Wasn't there a new way to measure gravitational waves; Ctrl-F hnlog for LIGO and LISA:
"Mass-Independent Scheme to Test the Quantumness of a Massive Object" (2024) https://journals.aps.org/prl/abstract/10.1103/PhysRevLett.13... .. https://news.ycombinator.com/item?id=39048910 :
> This yields a striking result: a mass-independent violation of MR is possible for harmonic oscillator systems. In fact, our adaptation enables probing quantum violations for literally any mass, momentum, and frequency. Moreover, coarse-grained position measurements at an accuracy much worse than the standard quantum limit, as well as knowing the relevant parameters only to this precision, without requiring them to be tuned, suffice for our proposal. These should drastically simplify the experimental effort in testing the nonclassicality of massive objects ranging from atomic ions to macroscopic mirrors in LIGO.
From https://news.ycombinator.com/item?id=30847777 .. From "Massive Black Holes Shown to Act Like Quantum Particles" https://www.quantamagazine.org/massive-black-holes-shown-to-... :
> Physicists are using quantum math to understand what happens when black holes collide. In a surprise, they’ve shown that a single particle can describe a collision’s entire gravitational wave.
> "Scale invariance in quantum field theory" https://en.wikipedia.org/wiki/Scale_invariance#Scale_invaria...
"New ways to catch gravitational waves" https://news.ycombinator.com/item?id=40825994 :
- "Kerr-enhanced optical spring for next-generation gravitational wave detectors" (2024) https://news.ycombinator.com/item?id=39957123
- "Physicists Have Figured Out a Way to Measure Gravity on a Quantum Scale" with a superconducting magnetic trap made out of Tantalum (2024) https://news.ycombinator.com/item?id=39495482
- "Measuring gravity with milligram levitated masses" (2024) https://www.science.org/doi/10.1126/sciadv.adk2949
"Physicists Have Figured Out a Way to Measure Gravity on a Quantum Scale" https://news.ycombinator.com/item?id=39495482#39495570 .. https://news.ycombinator.com/item?id=30847777 :
> Does a fishing lure bobber on the water produce gravitational waves as part of the n-body gravitational wave fluid field, and how separable are the source wave components with e.g. Quantum Fourier Transform/or and other methods?
> Of course, there’s a catch with catching gravitons. The necessary sensing technology doesn’t quite yet exist.
That's, uh, kind of a big detail to not mention until the fourth paragraph from the bottom.
It's easy to forget sometimes that the people taking it for granted that the technology doesn't exist yet are also the people whose work results in that technology being created. Of course it doesn't exist yet.

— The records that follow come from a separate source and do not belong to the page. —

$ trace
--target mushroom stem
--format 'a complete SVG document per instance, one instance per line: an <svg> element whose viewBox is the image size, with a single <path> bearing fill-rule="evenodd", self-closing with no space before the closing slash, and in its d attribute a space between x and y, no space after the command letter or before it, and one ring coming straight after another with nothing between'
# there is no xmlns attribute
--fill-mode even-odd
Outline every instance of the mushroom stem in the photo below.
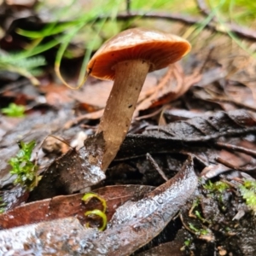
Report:
<svg viewBox="0 0 256 256"><path fill-rule="evenodd" d="M117 154L129 130L132 114L150 63L131 60L114 66L114 83L97 133L103 132L105 151L102 168L106 171Z"/></svg>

Needing to invent better sensors, or better magnets, for the sake of running an experiment like this, is what causes those technologies to exist.
It's because there's no need to build it until you need to do this experiment though - this is the sort of bounds-pushing which top-end physics always does (i.e. before the LHC was built, sensors as good as ATLAS didn't exist, before LIGO the necessary interferometers didn't exist).

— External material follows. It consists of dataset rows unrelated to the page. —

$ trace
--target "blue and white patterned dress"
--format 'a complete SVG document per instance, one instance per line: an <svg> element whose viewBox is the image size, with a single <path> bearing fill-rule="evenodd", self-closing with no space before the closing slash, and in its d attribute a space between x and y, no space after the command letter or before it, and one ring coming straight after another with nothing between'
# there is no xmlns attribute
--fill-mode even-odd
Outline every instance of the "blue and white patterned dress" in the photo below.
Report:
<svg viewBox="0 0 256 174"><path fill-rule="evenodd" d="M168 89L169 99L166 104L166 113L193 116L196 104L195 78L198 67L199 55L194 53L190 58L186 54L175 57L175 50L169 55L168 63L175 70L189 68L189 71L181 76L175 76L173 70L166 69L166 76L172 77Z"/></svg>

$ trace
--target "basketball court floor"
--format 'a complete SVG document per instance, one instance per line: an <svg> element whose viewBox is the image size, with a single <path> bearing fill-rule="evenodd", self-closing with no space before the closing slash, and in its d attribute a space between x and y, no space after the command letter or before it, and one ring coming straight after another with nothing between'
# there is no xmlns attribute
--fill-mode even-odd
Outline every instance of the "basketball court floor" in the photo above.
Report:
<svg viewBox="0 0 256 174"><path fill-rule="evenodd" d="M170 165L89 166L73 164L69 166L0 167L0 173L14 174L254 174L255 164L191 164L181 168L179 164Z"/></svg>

What they're proposing to build thought is however a logical refinement of established and demonstrated physical principles - it's entangling the vibrational state of a the big block of Aluminum to a system which you can more easily read out without disturbing it (examples in the literature seem to include circulating currents in super-conducting loops - so you can spectroscopically probe the state of the vibrating thing by looking at shifts in the emission/absorption of your superconductor, which is much easier).
Basically it is an experimental setup which is achievable with technology we would want to build anyway as a refinement of existing work.